Search code examples
rprobabilityglmnetregularized

Why do I get probabilities outside 0 and 1 with my Logistic regularized glmnet code?


library(tidyverse)
library(caret)
library(glmnet)

creditdata <- read_excel("R bestanden/creditdata.xlsx")
df <- as.data.frame(creditdata)
df <- na.omit(df)
df$married <- as.factor(df$married)
df$graduate_school <- as.factor(df$graduate_school)
df$high_school <- as.factor(df$high_school)
df$default_payment_next_month <- as.factor(df$default_payment_next_month)
df$sex <- as.factor(df$sex)
df$single <- as.factor(df$single)
df$university <- as.factor(df$university)
set.seed(123)
training.samples <- df$default_payment_next_month %>% 




createDataPartition(p = 0.8, list = FALSE)
train.data  <- df[training.samples, ]
test.data <- df[-training.samples, ]
x <- model.matrix(default_payment_next_month~., train.data)[,-1]
y <- ifelse(train.data$default_payment_next_month == 1, 1, 0)

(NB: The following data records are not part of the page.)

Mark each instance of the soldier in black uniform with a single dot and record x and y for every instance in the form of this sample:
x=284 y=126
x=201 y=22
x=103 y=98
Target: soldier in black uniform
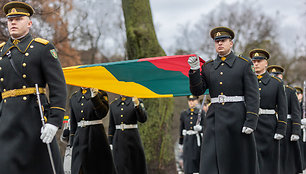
x=228 y=143
x=190 y=136
x=124 y=137
x=24 y=62
x=299 y=92
x=290 y=150
x=91 y=153
x=270 y=128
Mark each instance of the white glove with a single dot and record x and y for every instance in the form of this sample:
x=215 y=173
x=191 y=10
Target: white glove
x=194 y=62
x=278 y=136
x=197 y=128
x=184 y=132
x=247 y=130
x=294 y=137
x=180 y=147
x=48 y=132
x=94 y=92
x=136 y=101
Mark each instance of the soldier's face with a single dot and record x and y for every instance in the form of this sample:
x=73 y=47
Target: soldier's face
x=260 y=65
x=19 y=26
x=223 y=46
x=300 y=97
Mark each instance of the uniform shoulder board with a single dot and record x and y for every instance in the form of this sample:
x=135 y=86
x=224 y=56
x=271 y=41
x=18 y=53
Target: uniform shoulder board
x=244 y=58
x=42 y=41
x=290 y=87
x=277 y=78
x=114 y=100
x=207 y=62
x=2 y=44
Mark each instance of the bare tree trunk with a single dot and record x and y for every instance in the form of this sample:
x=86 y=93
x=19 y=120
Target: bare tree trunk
x=142 y=42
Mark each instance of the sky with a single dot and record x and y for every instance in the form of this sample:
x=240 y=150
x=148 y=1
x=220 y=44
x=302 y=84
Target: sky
x=170 y=15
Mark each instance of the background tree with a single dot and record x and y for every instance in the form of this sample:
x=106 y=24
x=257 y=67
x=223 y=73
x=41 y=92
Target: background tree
x=142 y=42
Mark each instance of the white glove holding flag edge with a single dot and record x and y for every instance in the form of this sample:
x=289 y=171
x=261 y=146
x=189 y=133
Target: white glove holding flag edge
x=194 y=62
x=278 y=136
x=247 y=130
x=294 y=137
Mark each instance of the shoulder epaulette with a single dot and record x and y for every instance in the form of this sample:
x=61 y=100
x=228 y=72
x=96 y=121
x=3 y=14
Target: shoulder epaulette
x=2 y=44
x=243 y=58
x=277 y=79
x=290 y=87
x=114 y=100
x=42 y=41
x=208 y=61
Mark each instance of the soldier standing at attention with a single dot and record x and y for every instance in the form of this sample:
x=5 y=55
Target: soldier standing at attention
x=190 y=136
x=91 y=153
x=270 y=128
x=290 y=149
x=228 y=143
x=124 y=137
x=24 y=62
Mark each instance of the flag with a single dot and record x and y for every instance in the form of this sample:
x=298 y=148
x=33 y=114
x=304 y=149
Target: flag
x=154 y=77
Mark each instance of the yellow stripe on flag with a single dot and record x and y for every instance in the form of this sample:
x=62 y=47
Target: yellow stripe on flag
x=99 y=77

cv.lasso <- cv.glmnet(x, y, alpha = 1, family = "binomial")
lasso.model <- glmnet(x, y, alpha = 1, family = "binomial",
                      lambda = cv.lasso$lambda.1se)
x.test <- model.matrix(default_payment_next_month ~., test.data)[,-1]
probabilities <- lasso.model %>% predict(newx = x.test)
predicted.classes <- ifelse(probabilities > 0.5, "1", "0")
observed.classes <- test.data$default_payment_next_month
mean(predicted.classes == observed.classes)

Hi guys,

I'm new in R and I've been trying to use the exact code as on this website http://www.sthda.com/english/articles/36-classification-methods-essentials/149-penalized-logistic-regression-essentials-in-r-ridge-lasso-and-elastic-net/ to perform a logistic ridge regression. My aim is to predict if a client has credit card default or not, and we have a data set with factor variables as well as numerical variables. The problem is that most of my probabilities are negative and smaller than -1, so -2.6, -1.4 etc. Does anyone know what is going wrong here?

Thanks in advance for the help!


Solution

  • Just like for glm, by default the predict function for glmnet returns predictions on the scale of the link function, which aren't probabilities.

    To get the predicted probabilities, add type = "response" to the predict call:

    probabilities <- lasso.model %>% predict(newx = x.test, type = "response")